Aleah und ich sitzen in einem Flugzeug von Frankfurt nach Delhi, und unser neuer Freund, unser Sitznachbar, erzählt uns, wie er gerade 5.000 € für seinen deutschen Führerschein ausgegeben und die Prüfung zweimal nicht bestanden hat. Ich kann das nur zu gut nachvollziehen – ich erzähle ihm, wie ich vor einer Woche bei meiner Prüfung durchgefallen und weinend aus dem Auto gestiegen bin. Immerhin können wir jetzt gemeinsam darüber lachen. In diesem Moment fliegen wir über das Gebirgssystem Hindukusch, erklärt er uns. Wir ahnen noch nicht, dass diese Begegnung nur der Anfang von vielen weiteren in den kommenden Tagen ist. Dass wir neue Freunde finden werden, die uns neue Einsichten schenken, Geschichten mit uns austauschen und Momente voller Lachen teilen. Und vor allem, dass uns eine Woche bevorsteht, in der wir von der Weisheit inspirierender und erfolgreicher Persönlichkeiten lernen werden.

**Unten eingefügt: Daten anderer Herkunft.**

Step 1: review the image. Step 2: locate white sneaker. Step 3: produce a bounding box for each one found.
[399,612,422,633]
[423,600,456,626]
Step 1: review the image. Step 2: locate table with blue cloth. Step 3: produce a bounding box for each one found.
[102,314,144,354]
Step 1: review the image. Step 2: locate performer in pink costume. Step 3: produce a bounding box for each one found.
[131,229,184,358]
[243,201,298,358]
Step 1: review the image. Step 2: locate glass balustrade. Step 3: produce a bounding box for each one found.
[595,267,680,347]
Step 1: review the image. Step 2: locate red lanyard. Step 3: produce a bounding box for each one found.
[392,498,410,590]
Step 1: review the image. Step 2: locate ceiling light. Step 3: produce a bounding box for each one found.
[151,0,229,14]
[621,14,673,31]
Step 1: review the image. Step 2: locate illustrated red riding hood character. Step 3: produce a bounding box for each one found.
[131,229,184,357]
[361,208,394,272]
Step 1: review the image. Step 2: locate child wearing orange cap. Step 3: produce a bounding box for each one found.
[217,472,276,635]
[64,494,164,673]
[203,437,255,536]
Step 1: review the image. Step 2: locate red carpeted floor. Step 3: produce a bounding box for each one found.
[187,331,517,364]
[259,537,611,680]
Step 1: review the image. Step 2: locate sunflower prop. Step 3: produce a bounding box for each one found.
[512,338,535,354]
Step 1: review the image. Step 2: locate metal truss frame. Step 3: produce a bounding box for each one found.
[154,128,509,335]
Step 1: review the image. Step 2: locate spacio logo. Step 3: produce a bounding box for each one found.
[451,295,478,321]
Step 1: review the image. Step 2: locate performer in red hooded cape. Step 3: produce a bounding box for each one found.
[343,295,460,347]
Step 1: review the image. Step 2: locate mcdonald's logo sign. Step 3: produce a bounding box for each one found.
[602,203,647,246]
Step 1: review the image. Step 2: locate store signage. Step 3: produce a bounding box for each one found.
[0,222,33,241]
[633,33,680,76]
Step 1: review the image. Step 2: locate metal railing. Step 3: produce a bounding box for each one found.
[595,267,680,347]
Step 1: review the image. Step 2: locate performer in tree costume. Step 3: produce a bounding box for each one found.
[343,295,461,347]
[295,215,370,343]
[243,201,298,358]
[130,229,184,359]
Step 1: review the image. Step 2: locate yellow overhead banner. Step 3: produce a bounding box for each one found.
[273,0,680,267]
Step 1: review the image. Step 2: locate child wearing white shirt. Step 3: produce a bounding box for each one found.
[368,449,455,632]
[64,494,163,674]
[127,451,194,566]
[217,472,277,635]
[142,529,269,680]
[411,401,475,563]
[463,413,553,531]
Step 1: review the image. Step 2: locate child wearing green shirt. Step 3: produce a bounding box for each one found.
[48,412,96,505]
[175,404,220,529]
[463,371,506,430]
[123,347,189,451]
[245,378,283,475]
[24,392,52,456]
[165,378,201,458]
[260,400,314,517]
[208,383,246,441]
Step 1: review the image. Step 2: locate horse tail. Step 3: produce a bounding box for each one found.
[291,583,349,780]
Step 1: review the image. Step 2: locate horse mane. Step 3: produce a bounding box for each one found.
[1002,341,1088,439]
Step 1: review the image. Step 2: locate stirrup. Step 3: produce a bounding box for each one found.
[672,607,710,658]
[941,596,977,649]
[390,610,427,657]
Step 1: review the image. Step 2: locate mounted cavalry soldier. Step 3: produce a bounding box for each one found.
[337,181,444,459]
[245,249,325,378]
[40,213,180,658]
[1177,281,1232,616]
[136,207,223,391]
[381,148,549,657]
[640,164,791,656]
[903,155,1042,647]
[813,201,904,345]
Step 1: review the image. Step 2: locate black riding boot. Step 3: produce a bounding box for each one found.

Um den Girl’s Day am 11. Oktober zu würdigen, hat die Friedrich-Naumann-Stiftung 20 Mädchen aus fünf verschiedenen Ländern zusammengebracht und Treffen mit Unternehmerinnen und Politikerinnen organisiert, die bereit waren, ihre Wege zu teilen und sich auf Diskussionen einzulassen. Die Studienreise führte uns nach Neu-Delhi, Agra und Mathura.
Im Hotel treffen wir Divya und Jesha, und sofort weiß ich, dass diese Woche gut werden wird. Sie sind fürsorglich und kompetent, fragen nach unserem Wohlbefinden, informieren uns über die Sightseeing-Tour, die für uns organisiert wurde, und koordinieren die Ankünfte der Teilnehmerinnen. Die nächsten Stunden verbringen wir damit, beeindruckende Gebäude, Türme und Gärten zu bewundern, und enden am Nachmittag bei Sonnenuntergang im Lodhi-Garten. Unser erster Tag in Delhi endet mit einem Treffen der jungen Frauen, mit denen wir die nächsten Tage verbringen werden, und einem Abendessen mit Elena Gerasimova. Sie ist Spezialistin für Arbeitsrecht und Arbeitsstandards bei der International Labour Organization (ILO). Das Ziel der ILO ist es, Arbeitsrechte weltweit zu fördern und allen menschenwürdige Arbeitsbedingungen zu ermöglichen.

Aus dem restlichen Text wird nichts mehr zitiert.